The MasSpec Pen, which is said to be 150 times faster than exiting technology, is designed to offer surgeons precise diagnostic information about what tissue to cut or preserve, which could help improve treatment and reduce the chances of cancer recurrence.
A full account of the research has been published in the journal Science Translational Medicine.
UTA assistant professor Livia Eberlin, who designed the study, said: "If you talk to cancer patients after surgery, one of the first things many will say is 'I hope the surgeon got all the cancer out’.
"It's just heartbreaking when that's not the case. But our technology could vastly improve the odds that surgeons really do remove every last trace of cancer during surgery."

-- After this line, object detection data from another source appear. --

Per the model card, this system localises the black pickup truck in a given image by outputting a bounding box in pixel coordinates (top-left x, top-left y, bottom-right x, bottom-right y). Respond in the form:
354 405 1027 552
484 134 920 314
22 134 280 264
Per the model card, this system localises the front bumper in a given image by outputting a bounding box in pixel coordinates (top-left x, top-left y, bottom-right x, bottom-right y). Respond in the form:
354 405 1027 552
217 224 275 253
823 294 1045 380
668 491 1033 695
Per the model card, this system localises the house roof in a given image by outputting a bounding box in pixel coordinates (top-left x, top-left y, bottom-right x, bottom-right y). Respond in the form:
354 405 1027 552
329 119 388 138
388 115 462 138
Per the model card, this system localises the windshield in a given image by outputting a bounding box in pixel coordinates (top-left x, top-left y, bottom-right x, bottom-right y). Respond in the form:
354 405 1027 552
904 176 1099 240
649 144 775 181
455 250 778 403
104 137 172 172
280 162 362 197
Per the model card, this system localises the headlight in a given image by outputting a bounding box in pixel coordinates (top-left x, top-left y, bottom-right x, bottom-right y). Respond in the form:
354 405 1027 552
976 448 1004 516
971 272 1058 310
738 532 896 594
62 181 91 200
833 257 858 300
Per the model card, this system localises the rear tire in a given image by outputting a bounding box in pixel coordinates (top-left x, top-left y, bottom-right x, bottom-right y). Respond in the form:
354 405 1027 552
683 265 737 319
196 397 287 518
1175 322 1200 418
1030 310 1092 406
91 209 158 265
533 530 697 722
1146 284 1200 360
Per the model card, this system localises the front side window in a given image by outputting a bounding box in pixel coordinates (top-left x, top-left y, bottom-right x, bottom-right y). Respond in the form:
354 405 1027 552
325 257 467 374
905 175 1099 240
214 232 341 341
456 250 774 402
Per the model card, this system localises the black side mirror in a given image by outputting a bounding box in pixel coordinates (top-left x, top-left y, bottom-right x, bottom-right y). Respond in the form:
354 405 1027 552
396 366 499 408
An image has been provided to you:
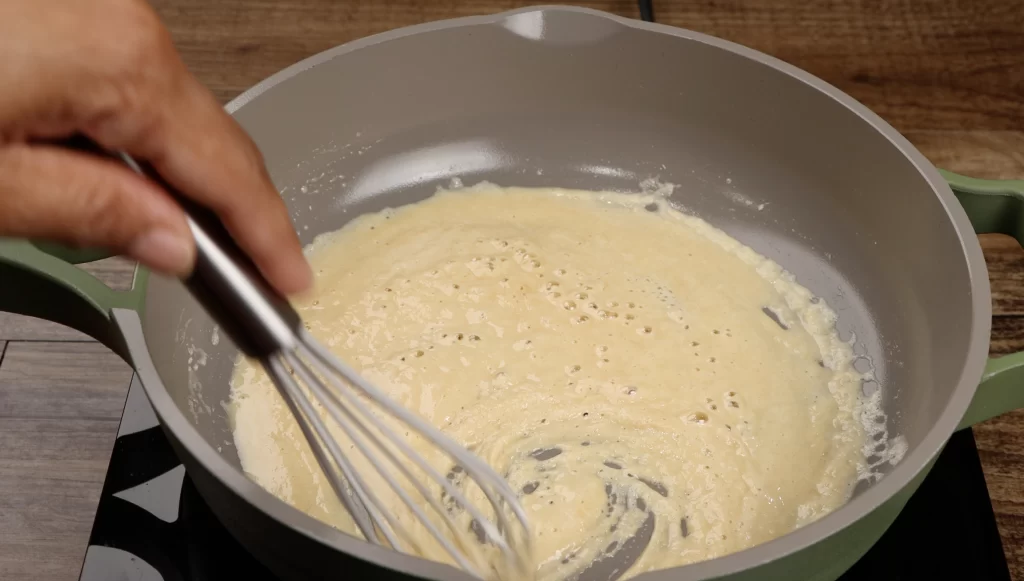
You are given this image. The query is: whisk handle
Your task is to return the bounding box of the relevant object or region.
[61,135,302,358]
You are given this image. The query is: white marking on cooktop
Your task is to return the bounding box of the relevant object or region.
[81,545,164,581]
[114,465,185,523]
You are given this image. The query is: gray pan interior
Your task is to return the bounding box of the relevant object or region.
[132,8,988,581]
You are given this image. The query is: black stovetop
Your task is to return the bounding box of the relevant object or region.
[80,378,1010,581]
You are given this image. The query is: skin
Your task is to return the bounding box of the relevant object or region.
[0,0,312,294]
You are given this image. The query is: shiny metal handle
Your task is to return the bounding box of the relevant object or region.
[60,136,302,358]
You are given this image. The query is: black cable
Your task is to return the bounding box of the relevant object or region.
[637,0,654,23]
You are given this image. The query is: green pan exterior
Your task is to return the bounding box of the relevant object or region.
[0,7,1024,581]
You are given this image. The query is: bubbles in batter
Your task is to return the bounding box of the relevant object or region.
[232,184,884,580]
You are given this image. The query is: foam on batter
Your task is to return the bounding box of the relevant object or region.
[232,184,884,579]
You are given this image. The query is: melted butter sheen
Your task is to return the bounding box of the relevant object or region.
[232,185,864,579]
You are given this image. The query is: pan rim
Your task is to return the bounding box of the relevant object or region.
[140,6,991,581]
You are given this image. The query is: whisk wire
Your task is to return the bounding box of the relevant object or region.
[266,355,386,544]
[285,347,487,575]
[298,329,530,572]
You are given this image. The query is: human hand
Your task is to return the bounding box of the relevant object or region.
[0,0,312,294]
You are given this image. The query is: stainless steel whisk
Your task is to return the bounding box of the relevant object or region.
[66,137,532,577]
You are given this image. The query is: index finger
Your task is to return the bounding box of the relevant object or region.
[92,49,312,294]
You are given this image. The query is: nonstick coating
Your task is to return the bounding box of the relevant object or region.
[130,8,988,579]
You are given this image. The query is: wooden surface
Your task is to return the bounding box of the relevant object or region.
[0,0,1024,581]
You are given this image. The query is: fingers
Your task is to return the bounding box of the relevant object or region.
[104,76,312,294]
[0,0,312,294]
[0,144,195,277]
[74,3,312,294]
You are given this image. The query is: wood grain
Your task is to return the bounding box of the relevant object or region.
[0,342,131,580]
[0,0,1024,581]
[0,257,135,341]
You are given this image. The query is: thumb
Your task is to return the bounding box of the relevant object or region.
[0,143,196,277]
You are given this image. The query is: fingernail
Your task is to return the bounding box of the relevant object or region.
[128,229,196,277]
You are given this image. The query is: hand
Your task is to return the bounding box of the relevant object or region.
[0,0,312,294]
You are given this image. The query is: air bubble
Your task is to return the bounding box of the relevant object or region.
[686,412,708,423]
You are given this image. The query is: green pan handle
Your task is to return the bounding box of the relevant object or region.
[0,238,147,360]
[941,171,1024,428]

In tests on tissues removed from 253 human cancer patients, the MasSpec Pen took roughly ten seconds to provide a diagnosis and was more than 96% accurate, the researchers said.
The technology was also able to detect cancer in marginal regions between normal and cancer tissues that presented mixed cellular composition, the researchers added.
The team expects to start testing its technology during oncologic surgeries in 2018.
James Suliburk, who collaborated on the research, said: "Any time we can offer the patient a more precise surgery, a quicker surgery or a safer surgery, that's something we want to do. This technology does all three. It allows us to be much more precise in what tissue we remove and what we leave behind."